Masklinn passa en revue toute la phrase dans sa tête, au cas où elle prendrait une signification cohérente à la seconde écoute.

— Mais je ne porte jamais de chaussettes, fit-il remarquer.

De toute évidence, ce n’était pas la chose à dire. Grimma lui enfonça un doigt dans l’estomac.

— Masklinn, tu es un brave gnome et tu n’es pas bête, dans ton genre, mais ce n’est pas dans le ciel que tu trouveras des réponses. Il faudrait que tu gardes les pieds sur terre, au lieu d’avoir tout le temps la tête en l’air !

Elle s’en fut dans un froufroutement de jupes et claqua la porte derrière elle. Masklinn sentit qu’il avait les oreilles brûlantes.

— Mais je peux très bien faire les deux ! hurla-t-il après elle. En même temps !

Il réfléchit encore un peu avant d’ajouter :

— Comme tout le monde, d’ailleurs !

Il reprit le tunnel en sens inverse, d’un pas sonore. Pas bête dans ton genre ! Ah, Gurder avait bien raison, l’éducation pour tous, ce n’était pas une bonne idée. Il ne comprendrait jamais rien aux femmes, se dit-il. Même s’il devait vivre dix ans.
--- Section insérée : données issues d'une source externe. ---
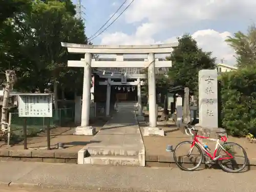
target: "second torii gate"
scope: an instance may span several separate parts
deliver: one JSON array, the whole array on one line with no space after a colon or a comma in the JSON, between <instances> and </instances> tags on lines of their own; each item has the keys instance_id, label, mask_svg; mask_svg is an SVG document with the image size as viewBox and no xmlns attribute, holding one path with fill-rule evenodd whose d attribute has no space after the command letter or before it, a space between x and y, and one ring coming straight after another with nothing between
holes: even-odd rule
<instances>
[{"instance_id":1,"label":"second torii gate","mask_svg":"<svg viewBox=\"0 0 256 192\"><path fill-rule=\"evenodd\" d=\"M171 61L159 61L155 58L155 54L166 54L178 43L149 46L100 46L74 44L61 42L67 47L70 53L84 54L84 60L69 60L68 67L83 67L84 76L81 126L76 127L75 134L93 135L95 128L90 126L90 106L91 68L148 68L150 126L144 129L144 135L164 136L163 130L157 127L157 110L155 68L172 67ZM92 54L115 54L116 60L98 61L92 59ZM130 61L123 60L123 54L147 54L148 60Z\"/></svg>"}]
</instances>

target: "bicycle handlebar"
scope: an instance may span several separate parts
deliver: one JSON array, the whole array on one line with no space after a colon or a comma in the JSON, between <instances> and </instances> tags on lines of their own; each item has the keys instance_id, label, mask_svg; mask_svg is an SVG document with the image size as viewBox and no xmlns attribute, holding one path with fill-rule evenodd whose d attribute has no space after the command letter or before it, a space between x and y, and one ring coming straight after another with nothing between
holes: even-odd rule
<instances>
[{"instance_id":1,"label":"bicycle handlebar","mask_svg":"<svg viewBox=\"0 0 256 192\"><path fill-rule=\"evenodd\" d=\"M194 126L191 127L191 128L186 127L185 129L185 132L186 133L186 134L187 134L187 135L189 135L189 134L187 133L187 130L188 130L188 131L189 131L189 134L192 136L194 136L194 134L192 133L191 131L197 131L197 130L196 130Z\"/></svg>"}]
</instances>

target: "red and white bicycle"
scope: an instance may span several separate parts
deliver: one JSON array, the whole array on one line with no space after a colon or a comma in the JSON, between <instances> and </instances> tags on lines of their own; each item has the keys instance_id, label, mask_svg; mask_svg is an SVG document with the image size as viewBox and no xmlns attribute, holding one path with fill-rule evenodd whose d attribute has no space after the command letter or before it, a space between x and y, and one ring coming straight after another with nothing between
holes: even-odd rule
<instances>
[{"instance_id":1,"label":"red and white bicycle","mask_svg":"<svg viewBox=\"0 0 256 192\"><path fill-rule=\"evenodd\" d=\"M198 130L193 126L190 126L190 127L186 128L185 132L187 135L189 135L188 131L193 136L193 141L182 141L176 146L174 150L171 150L174 152L174 159L175 163L182 170L194 170L196 169L203 162L204 156L208 157L208 161L206 161L206 164L218 163L221 168L226 172L239 173L245 168L248 161L246 152L239 144L232 142L227 142L227 137L225 132L217 132L216 134L218 135L218 139L216 139L198 135ZM202 142L201 143L199 139L216 141L215 150L212 155L210 154L210 149L207 144L204 144ZM220 142L222 143L221 144ZM187 145L187 148L185 148L185 150L181 150L181 151L183 154L185 153L185 155L178 155L179 150L186 145ZM236 147L242 152L242 156L238 155L238 153ZM197 151L199 154L197 155L195 153ZM194 158L196 159L196 161L193 161ZM237 160L238 162L237 162L237 160L235 159L237 158L238 158ZM184 158L186 160L184 161ZM189 164L189 167L185 167L185 166L187 165L188 164ZM191 165L193 165L193 167L191 167Z\"/></svg>"}]
</instances>

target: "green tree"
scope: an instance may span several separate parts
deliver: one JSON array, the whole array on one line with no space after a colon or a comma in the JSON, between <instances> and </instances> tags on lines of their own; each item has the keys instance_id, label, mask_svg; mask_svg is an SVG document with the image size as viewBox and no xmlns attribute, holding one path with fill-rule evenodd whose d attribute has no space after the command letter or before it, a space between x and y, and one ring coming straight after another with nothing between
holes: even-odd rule
<instances>
[{"instance_id":1,"label":"green tree","mask_svg":"<svg viewBox=\"0 0 256 192\"><path fill-rule=\"evenodd\" d=\"M68 78L69 74L65 71L69 55L60 42L87 43L83 24L73 16L67 11L66 2L35 1L31 13L25 18L31 32L28 35L27 54L35 62L37 73L45 79L44 86L53 85L56 109L58 85L63 76Z\"/></svg>"},{"instance_id":2,"label":"green tree","mask_svg":"<svg viewBox=\"0 0 256 192\"><path fill-rule=\"evenodd\" d=\"M166 59L173 61L168 78L173 86L182 86L189 88L197 95L198 92L198 72L202 69L215 68L215 58L211 52L205 52L198 47L197 41L189 34L178 38L178 47L174 48Z\"/></svg>"},{"instance_id":3,"label":"green tree","mask_svg":"<svg viewBox=\"0 0 256 192\"><path fill-rule=\"evenodd\" d=\"M231 135L256 136L256 68L246 67L220 77L222 126Z\"/></svg>"},{"instance_id":4,"label":"green tree","mask_svg":"<svg viewBox=\"0 0 256 192\"><path fill-rule=\"evenodd\" d=\"M256 63L256 26L251 25L247 34L238 31L226 41L233 48L237 55L238 67L244 67Z\"/></svg>"}]
</instances>

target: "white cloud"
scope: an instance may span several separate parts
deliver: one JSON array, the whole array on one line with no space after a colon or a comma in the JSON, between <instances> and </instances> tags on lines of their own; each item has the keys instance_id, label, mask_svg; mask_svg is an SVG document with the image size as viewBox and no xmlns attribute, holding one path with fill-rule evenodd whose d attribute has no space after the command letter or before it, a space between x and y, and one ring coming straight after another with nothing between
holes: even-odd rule
<instances>
[{"instance_id":1,"label":"white cloud","mask_svg":"<svg viewBox=\"0 0 256 192\"><path fill-rule=\"evenodd\" d=\"M168 37L167 35L172 29L175 29L176 34L180 30L178 35L190 32L204 51L212 52L217 61L224 58L225 62L233 65L236 60L234 51L225 42L231 33L226 31L225 25L239 20L248 23L256 17L255 7L255 0L136 0L124 13L126 23L137 27L135 31L127 34L121 31L122 28L113 33L104 33L101 36L101 44L146 45L173 41L176 37L171 34ZM222 30L203 30L202 22L225 24ZM189 26L197 26L198 31L189 31ZM214 29L214 26L209 28Z\"/></svg>"},{"instance_id":2,"label":"white cloud","mask_svg":"<svg viewBox=\"0 0 256 192\"><path fill-rule=\"evenodd\" d=\"M205 19L254 18L254 0L136 0L125 13L127 22L171 21L169 25Z\"/></svg>"},{"instance_id":3,"label":"white cloud","mask_svg":"<svg viewBox=\"0 0 256 192\"><path fill-rule=\"evenodd\" d=\"M122 32L105 34L101 39L102 45L151 45L168 43L177 41L177 37L172 37L161 41L156 41L146 33L141 35L138 31L143 31L141 28L135 34L129 35ZM235 58L233 49L227 45L225 40L232 34L228 32L220 33L212 29L199 30L192 34L198 42L200 47L204 51L212 52L212 56L217 57L217 61L224 58L225 62L233 65Z\"/></svg>"}]
</instances>

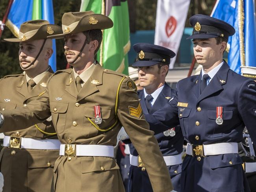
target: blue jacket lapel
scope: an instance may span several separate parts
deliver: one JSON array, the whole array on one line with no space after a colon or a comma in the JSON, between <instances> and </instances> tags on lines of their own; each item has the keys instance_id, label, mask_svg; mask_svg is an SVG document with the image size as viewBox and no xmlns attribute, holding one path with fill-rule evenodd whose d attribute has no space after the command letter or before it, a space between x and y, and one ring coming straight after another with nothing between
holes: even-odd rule
<instances>
[{"instance_id":1,"label":"blue jacket lapel","mask_svg":"<svg viewBox=\"0 0 256 192\"><path fill-rule=\"evenodd\" d=\"M223 89L222 85L226 83L229 70L229 66L224 61L221 67L199 96L197 103L213 93Z\"/></svg>"}]
</instances>

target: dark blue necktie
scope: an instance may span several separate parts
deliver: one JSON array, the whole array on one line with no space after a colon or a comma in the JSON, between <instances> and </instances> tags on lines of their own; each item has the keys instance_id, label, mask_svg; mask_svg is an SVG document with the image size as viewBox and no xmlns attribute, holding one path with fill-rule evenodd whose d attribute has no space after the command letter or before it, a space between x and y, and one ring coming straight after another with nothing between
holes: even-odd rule
<instances>
[{"instance_id":1,"label":"dark blue necktie","mask_svg":"<svg viewBox=\"0 0 256 192\"><path fill-rule=\"evenodd\" d=\"M148 113L149 113L151 110L152 107L150 102L152 99L153 97L151 96L151 95L148 95L145 98L146 107L147 107L147 108L148 109Z\"/></svg>"},{"instance_id":2,"label":"dark blue necktie","mask_svg":"<svg viewBox=\"0 0 256 192\"><path fill-rule=\"evenodd\" d=\"M201 90L201 93L203 92L203 91L207 86L207 80L210 78L210 77L208 74L204 74L203 76L203 79L201 81L201 85L200 85L200 90Z\"/></svg>"}]
</instances>

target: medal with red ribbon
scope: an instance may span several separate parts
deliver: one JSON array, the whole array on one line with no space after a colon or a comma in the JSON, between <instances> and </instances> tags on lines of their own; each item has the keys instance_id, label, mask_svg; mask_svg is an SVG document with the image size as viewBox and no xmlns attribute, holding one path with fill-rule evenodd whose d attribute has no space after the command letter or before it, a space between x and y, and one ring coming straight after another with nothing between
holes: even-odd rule
<instances>
[{"instance_id":1,"label":"medal with red ribbon","mask_svg":"<svg viewBox=\"0 0 256 192\"><path fill-rule=\"evenodd\" d=\"M217 107L216 108L216 123L218 125L222 125L223 123L223 107Z\"/></svg>"},{"instance_id":2,"label":"medal with red ribbon","mask_svg":"<svg viewBox=\"0 0 256 192\"><path fill-rule=\"evenodd\" d=\"M94 106L94 114L95 114L95 122L97 124L100 124L102 122L102 119L101 118L100 105Z\"/></svg>"}]
</instances>

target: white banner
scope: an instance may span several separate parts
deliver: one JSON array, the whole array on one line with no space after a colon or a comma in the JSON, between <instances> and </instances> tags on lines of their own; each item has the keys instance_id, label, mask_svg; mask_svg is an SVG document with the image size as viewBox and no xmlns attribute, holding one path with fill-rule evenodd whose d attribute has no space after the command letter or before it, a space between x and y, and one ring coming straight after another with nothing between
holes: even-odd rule
<instances>
[{"instance_id":1,"label":"white banner","mask_svg":"<svg viewBox=\"0 0 256 192\"><path fill-rule=\"evenodd\" d=\"M154 44L177 54L183 34L190 0L158 0ZM173 68L176 57L171 59Z\"/></svg>"}]
</instances>

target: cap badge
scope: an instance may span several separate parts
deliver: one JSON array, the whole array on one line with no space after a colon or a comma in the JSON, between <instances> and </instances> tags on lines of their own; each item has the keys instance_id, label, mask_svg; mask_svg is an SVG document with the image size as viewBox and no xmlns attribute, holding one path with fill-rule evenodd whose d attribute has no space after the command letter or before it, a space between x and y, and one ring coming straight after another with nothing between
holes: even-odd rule
<instances>
[{"instance_id":1,"label":"cap badge","mask_svg":"<svg viewBox=\"0 0 256 192\"><path fill-rule=\"evenodd\" d=\"M53 30L52 29L52 28L49 25L47 26L47 31L46 32L47 32L47 33L50 35L52 35L54 32Z\"/></svg>"},{"instance_id":2,"label":"cap badge","mask_svg":"<svg viewBox=\"0 0 256 192\"><path fill-rule=\"evenodd\" d=\"M46 84L46 83L45 83L44 82L42 82L41 83L40 85L41 85L42 87L47 87L47 85Z\"/></svg>"},{"instance_id":3,"label":"cap badge","mask_svg":"<svg viewBox=\"0 0 256 192\"><path fill-rule=\"evenodd\" d=\"M70 32L70 29L69 27L66 27L64 28L64 33L69 33L69 32Z\"/></svg>"},{"instance_id":4,"label":"cap badge","mask_svg":"<svg viewBox=\"0 0 256 192\"><path fill-rule=\"evenodd\" d=\"M201 30L201 25L198 22L197 22L196 24L195 25L195 30L197 31L199 31Z\"/></svg>"},{"instance_id":5,"label":"cap badge","mask_svg":"<svg viewBox=\"0 0 256 192\"><path fill-rule=\"evenodd\" d=\"M91 16L91 15L89 16L89 23L90 24L94 25L95 24L97 24L97 23L98 22L98 20L97 20L96 18L95 18L93 16Z\"/></svg>"},{"instance_id":6,"label":"cap badge","mask_svg":"<svg viewBox=\"0 0 256 192\"><path fill-rule=\"evenodd\" d=\"M27 37L26 37L25 35L23 35L19 39L21 41L25 41L27 40Z\"/></svg>"},{"instance_id":7,"label":"cap badge","mask_svg":"<svg viewBox=\"0 0 256 192\"><path fill-rule=\"evenodd\" d=\"M21 86L24 83L24 81L23 80L22 80L22 81L21 81L21 83L20 83L20 86Z\"/></svg>"},{"instance_id":8,"label":"cap badge","mask_svg":"<svg viewBox=\"0 0 256 192\"><path fill-rule=\"evenodd\" d=\"M98 84L100 83L100 81L98 79L93 79L93 80L91 81L91 83L93 84Z\"/></svg>"},{"instance_id":9,"label":"cap badge","mask_svg":"<svg viewBox=\"0 0 256 192\"><path fill-rule=\"evenodd\" d=\"M143 51L141 50L141 52L139 52L139 57L141 59L143 59L145 57L145 54L143 52Z\"/></svg>"}]
</instances>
Gurder avait confié le commandement des Papeteri à Nisodème. Masklinn n’en était pas très content. Non que Nisodème ne fût pas intelligent. C’était plutôt l’inverse. Il avait une intelligence bouillonnante, latérale, qui déplaisait souverainement à Masklinn. Il paraissait toujours lutter contre une trépidation secrète ; quand il s’exprimait, les mots sortaient invariablement en cascade, et Nisodème intercalait sans arrêt des hum dans son torrent de paroles pour pouvoir reprendre son souffle sans laisser à quiconque une chance de l’interrompre. Il mettait Masklinn mal à l’aise.

Le gnome s’en ouvrit à Gurder :

— Nisodème est parfois surexcité, répondit Gurder, mais il a le cœur au bon endroit.

— Et sa tête ?

— Écoute. Nous nous connaissons bien, tous les deux, non ? On se comprend bien, tu ne trouves pas ?

— Si. Pourquoi ?

— Alors, je te laisse prendre les décisions qui affectent le corps des gnomes, expliqua Gurder (sa voix était juste à la lisière de la menace), et tu me laisses prendre celles qui mettent leur âme en jeu. Ça te paraît équitable ?

Et c’est ainsi qu’ils s’en furent.

Les adieux, les messages de dernière minute, l’organisation et, parce qu’ils étaient des gnomes, les mille petites disputes, n’avaient aucune importance.

Ils se mirent en route.

La vie dans la carrière commença à reprendre son cours normal. Il n’apparut plus de camions au portail. Au cas où, Dorcas dépêcha quelques-uns de ses jeunes assistants mécaniciens les plus agiles dans les hauteurs du grillage pour bourrer de boue le cadenas rouillé. Il ordonna également à une équipe de gnomes d’entortiller des fils de fer autour des montants du portail.

— Ça ne les retiendra pas bien longtemps, avoua-t-il. Pas s’ils sont déterminés.

Le Conseil ou, du moins, ce qu’il en restait, hocha la tête d’un air plein de sagesse, bien que, franchement, personne ne comprit grand-chose ni ne se souciât beaucoup de questions mécaniques.